除了我之前的问题Dynamically allocating an array in a function in C 已经回答并且工作正常,如果我的一个结构字段本身就是指针,它似乎不起作用。
以下是我现在要做的事情:
#include <stdio.h>
#include <stdlib.h>
#include <string.h>
typedef struct myData {
unsigned char* dataBuffer;
int lengthInBytes;
}myData;
// suppose this is dynamic. it return a value according to some parameter;
int howManyDataBuffers() {
// for this demo assume 5.
return 5;
}
// this just fills data for testing (the buffer is set with its length as content. exp:3,3,3 or 5,5,5,5,5)

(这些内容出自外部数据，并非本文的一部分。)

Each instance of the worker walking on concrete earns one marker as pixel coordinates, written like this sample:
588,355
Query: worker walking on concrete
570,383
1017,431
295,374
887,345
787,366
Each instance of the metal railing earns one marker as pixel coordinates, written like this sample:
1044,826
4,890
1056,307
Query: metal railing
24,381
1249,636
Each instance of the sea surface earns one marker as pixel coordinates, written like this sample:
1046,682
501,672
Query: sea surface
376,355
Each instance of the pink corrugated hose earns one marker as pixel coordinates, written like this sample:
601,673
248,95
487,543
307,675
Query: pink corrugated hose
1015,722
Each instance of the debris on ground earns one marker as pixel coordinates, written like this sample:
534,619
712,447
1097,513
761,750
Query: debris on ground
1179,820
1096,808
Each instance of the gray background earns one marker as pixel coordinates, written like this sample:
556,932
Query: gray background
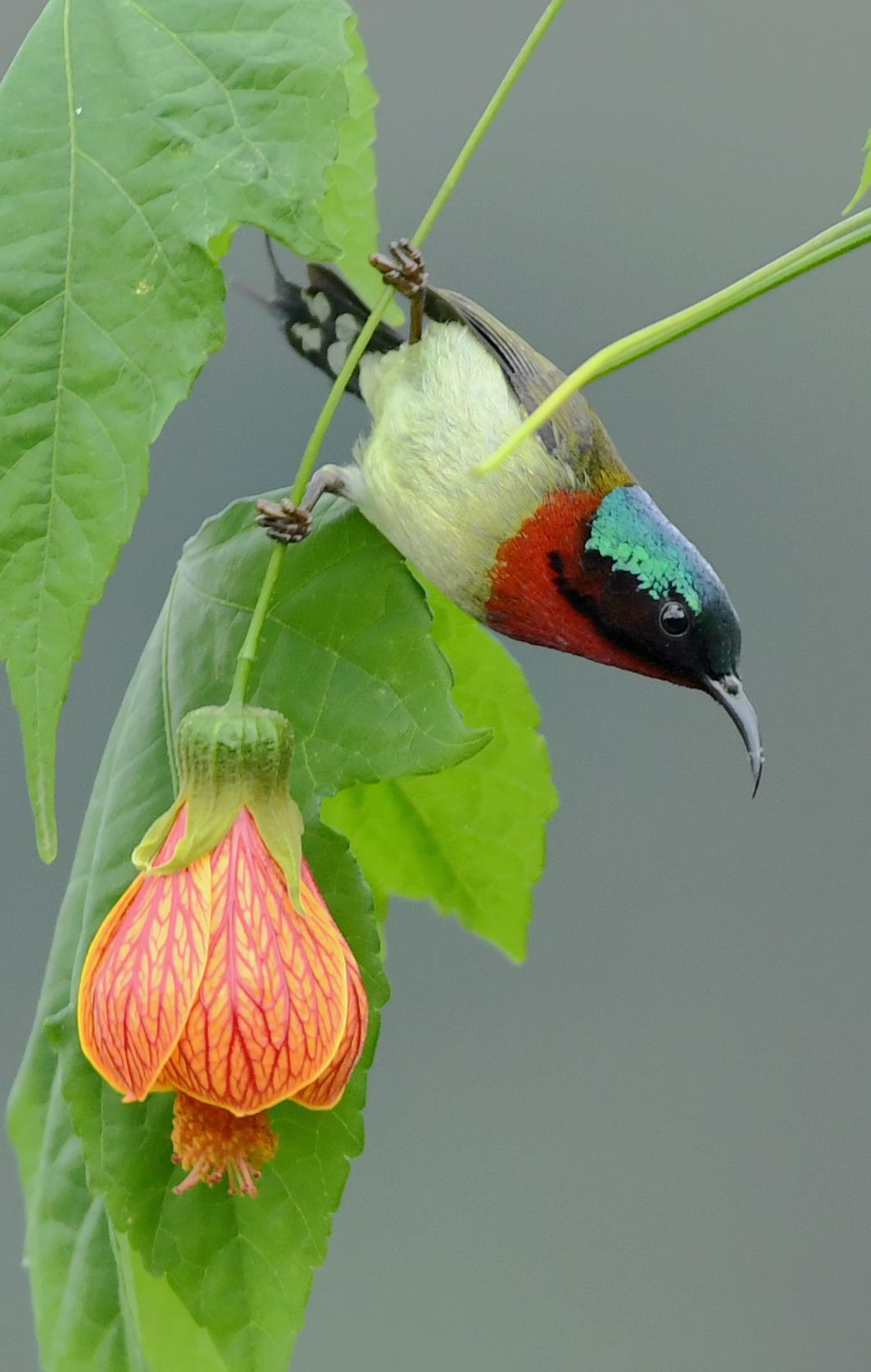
649,1148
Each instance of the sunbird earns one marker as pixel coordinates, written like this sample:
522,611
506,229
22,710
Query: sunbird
559,545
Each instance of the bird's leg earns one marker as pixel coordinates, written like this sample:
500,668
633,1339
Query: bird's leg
288,523
405,269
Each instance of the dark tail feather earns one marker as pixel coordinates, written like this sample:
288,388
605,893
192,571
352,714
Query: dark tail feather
323,319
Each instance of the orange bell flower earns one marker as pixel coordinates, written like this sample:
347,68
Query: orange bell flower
220,973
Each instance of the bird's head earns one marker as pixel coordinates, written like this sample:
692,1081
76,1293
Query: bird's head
651,594
610,578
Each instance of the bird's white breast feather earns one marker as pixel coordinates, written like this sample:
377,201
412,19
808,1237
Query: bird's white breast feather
439,408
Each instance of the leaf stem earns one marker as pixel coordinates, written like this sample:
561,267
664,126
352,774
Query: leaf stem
836,240
247,653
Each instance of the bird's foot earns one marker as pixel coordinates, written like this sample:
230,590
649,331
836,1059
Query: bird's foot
283,520
405,270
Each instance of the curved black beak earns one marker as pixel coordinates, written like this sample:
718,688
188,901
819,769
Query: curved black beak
728,692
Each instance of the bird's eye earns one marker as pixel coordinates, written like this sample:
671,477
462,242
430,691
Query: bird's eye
674,619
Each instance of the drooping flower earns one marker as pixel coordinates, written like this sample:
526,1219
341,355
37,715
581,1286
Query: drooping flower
221,974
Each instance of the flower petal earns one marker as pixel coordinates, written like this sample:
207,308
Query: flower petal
272,1005
327,1089
143,972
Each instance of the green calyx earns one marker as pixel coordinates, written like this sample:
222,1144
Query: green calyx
231,757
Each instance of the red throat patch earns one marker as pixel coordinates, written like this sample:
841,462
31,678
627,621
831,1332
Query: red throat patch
537,594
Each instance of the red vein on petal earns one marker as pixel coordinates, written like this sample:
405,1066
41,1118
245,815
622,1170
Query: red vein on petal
272,1005
143,972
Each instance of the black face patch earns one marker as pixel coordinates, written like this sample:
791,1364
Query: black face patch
583,604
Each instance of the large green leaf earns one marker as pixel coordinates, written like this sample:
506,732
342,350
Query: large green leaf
132,136
471,840
349,657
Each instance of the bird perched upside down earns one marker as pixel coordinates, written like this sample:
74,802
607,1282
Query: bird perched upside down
559,545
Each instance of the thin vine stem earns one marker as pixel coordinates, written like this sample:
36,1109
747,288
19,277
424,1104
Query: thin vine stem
836,240
247,653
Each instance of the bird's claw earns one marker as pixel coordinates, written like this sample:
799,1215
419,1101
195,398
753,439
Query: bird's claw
403,268
283,520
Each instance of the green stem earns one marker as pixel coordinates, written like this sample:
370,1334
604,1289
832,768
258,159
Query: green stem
836,240
247,653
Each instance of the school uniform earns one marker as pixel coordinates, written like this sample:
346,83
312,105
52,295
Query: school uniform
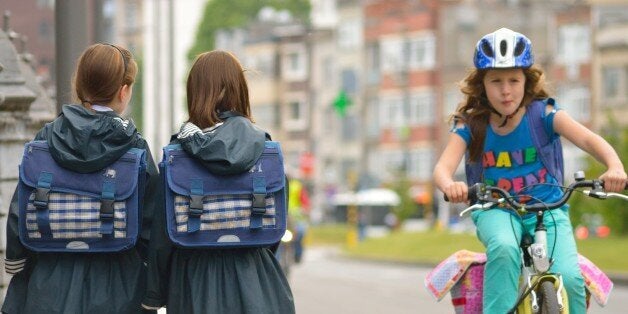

int fillData(int length, myData* buffer) {
buffer->dataBuffer = (unsigned char*)malloc(length);
memset(buffer->dataBuffer,length,length);
buffer->lengthInBytes = length;
return 1;
}
int createAnArrayOfData(myData** outArray,int* totalBuffers) {
// how many data buffers?
int neededDataBuffers = howManyDataBuffers();
// create an array of pointers
*outArray =(myData*)malloc(neededDataBuffers * sizeof(myData));
// fill the buffers with some data for testing
for (int k=0;k<neededDataBuffers;k++) {
fillData(k*10,outArray[k]);
}
// tell the caller the size of the array
*totalBuffers = neededDataBuffers;
return 1;
}
int main(int argc, const char * argv[]) {
printf("Program Started\n");
myData* arrayOfBuffers;
int totalBuffers;
createAnArrayOfData(&arrayOfBuffers,&totalBuffers);
for (int j=0;j<totalBuffers;j++) {
printf("buffer #%d has length of %d\n",j,arrayOfBuffers[j].lengthInBytes);
}
printf("Program Ended\n");
return 0;
}
结果是BAD_ACCESS在这一行:
buffer->dataBuffer = (unsigned char*)malloc(length);
我很感激找到我做错的任何帮助。
感谢。
答案 0 :(得分:1)
问题是,你正在分配一个结构数组,但是使用它(通过outArray[k]),好像它是一个指针数组。呼叫
fillData( k*10, &(*outArray)[k] );
代替
区别在于:
outArray[k] == *(outArray+k)表示您取消引用位置outArray + k*sizeof(myData*)字节的地址。但是该位置没有存储有效地址。
&(*outArray)[k]首先取消引用存储在位置outArray的地址,该地址是malloc()返回的地址,即结构数组的起始地址。然后你传递数组中第k个结构的地址,这是你想要的(如果你愿意,你也可以写(*outArray)+k而不是&(*outArray)[k])。